Nor did Kit or Darius, when they all sat together at the dining table.

“What the fuck are you all hiding from me?” James said warily.

Holden set a manila folder on the table. “I finished looking at your dad’s scrapbooks. These photos are all the people I had weird vibes about.”

Aluminum creaked as James’s grip closed on his beer can.

Unfair resentment burned through James. They had all ambushed him. Kit had a sheepish grin as he took James’s beer, and James recalled it had been Kit’s idea to call Bishop over tonight.

And fucking Holden, who had… looked at the scrapbooks, doing exactly what James told him to. The bastard.

James had managed to forget about that assignment. All his energy had gone into the new house’s security system for the past few weeks. Some of it legal, some of it not, all of it necessary if James wanted to keep everyone he cared about in one place.

Most of all Kit, least of all Holden, of course.

“You took them out of the binders?” James asked, unable to keep the sharpness from his voice.

“I labeled them with sticky notes on the back,” Holden said serenely, sliding the folder towards James. “I can put them in the right order later.”

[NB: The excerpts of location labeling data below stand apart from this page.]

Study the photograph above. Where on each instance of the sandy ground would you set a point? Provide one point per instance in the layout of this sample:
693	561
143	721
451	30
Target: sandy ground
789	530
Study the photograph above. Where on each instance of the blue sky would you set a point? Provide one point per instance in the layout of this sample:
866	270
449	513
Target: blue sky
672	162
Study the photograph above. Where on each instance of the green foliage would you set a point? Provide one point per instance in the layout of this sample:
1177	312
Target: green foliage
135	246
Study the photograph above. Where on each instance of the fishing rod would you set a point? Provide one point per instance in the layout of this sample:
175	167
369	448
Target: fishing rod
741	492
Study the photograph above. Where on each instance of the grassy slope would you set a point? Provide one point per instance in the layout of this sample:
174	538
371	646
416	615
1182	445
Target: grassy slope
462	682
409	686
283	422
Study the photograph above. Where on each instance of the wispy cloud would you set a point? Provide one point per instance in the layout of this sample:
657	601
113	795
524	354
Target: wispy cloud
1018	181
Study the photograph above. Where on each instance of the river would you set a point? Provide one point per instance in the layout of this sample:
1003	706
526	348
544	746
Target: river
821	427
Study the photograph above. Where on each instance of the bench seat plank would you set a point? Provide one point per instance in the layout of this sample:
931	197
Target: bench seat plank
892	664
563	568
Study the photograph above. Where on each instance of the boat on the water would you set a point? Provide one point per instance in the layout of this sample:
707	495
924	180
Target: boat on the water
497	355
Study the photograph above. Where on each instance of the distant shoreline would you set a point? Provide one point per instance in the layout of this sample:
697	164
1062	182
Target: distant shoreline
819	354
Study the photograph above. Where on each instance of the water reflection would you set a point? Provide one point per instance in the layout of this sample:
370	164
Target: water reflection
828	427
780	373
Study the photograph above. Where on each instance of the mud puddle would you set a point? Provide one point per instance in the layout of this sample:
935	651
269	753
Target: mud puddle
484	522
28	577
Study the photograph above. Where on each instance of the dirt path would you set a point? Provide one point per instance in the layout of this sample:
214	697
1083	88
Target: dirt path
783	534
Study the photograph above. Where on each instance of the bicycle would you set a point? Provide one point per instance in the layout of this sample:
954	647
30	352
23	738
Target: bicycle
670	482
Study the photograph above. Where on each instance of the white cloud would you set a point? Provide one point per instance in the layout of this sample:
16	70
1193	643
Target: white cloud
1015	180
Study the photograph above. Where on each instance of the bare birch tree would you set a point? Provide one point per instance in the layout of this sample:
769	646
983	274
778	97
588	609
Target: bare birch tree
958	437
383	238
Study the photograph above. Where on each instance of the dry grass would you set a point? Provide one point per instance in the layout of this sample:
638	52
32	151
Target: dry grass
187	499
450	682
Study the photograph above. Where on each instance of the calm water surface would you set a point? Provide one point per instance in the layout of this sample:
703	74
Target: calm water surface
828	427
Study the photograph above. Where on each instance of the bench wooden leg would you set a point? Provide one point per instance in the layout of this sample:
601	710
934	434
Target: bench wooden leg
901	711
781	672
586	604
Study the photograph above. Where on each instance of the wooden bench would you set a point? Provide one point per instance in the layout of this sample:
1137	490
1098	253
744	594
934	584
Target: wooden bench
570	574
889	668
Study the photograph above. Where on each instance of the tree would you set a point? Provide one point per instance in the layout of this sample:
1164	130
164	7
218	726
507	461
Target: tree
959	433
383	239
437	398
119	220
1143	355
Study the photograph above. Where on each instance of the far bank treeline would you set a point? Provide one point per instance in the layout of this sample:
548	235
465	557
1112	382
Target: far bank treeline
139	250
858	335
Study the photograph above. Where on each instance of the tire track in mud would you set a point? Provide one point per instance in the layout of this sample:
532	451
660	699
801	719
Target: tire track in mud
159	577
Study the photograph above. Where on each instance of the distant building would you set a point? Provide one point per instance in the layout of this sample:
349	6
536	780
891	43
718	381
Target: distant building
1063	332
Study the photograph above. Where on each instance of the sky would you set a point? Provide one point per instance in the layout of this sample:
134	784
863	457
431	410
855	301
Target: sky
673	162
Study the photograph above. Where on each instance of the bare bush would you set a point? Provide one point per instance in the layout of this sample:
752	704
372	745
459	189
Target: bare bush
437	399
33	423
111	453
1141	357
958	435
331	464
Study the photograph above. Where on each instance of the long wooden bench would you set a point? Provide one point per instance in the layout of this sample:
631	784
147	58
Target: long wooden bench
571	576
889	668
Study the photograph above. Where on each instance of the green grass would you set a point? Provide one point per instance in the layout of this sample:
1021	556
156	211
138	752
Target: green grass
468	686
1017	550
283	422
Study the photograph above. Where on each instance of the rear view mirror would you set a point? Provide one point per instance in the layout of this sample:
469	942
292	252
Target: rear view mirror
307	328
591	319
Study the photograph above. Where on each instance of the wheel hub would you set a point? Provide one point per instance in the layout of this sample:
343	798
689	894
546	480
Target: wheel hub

How thoughtful. Fucking bastard.

James hated how childish his anger felt. If only he was a little less self-aware, because that anger was so clearly a mask for pain. Every new piece of his family’s violent puzzle, every step closer to taking down the Rat Kings, forced him closer to closure.

Whatever that meant.

“Do you want to look at them alone?” Kit asked quietly.

James exhaled, anger fading. Because his anger didn’t control him, and looking around the table, he had a pretty good idea what closure was going to look like. Four people who understood him, like nobody else did.

“Of course not,” James said, and squeezed Kit’s thigh before reaching for the folder.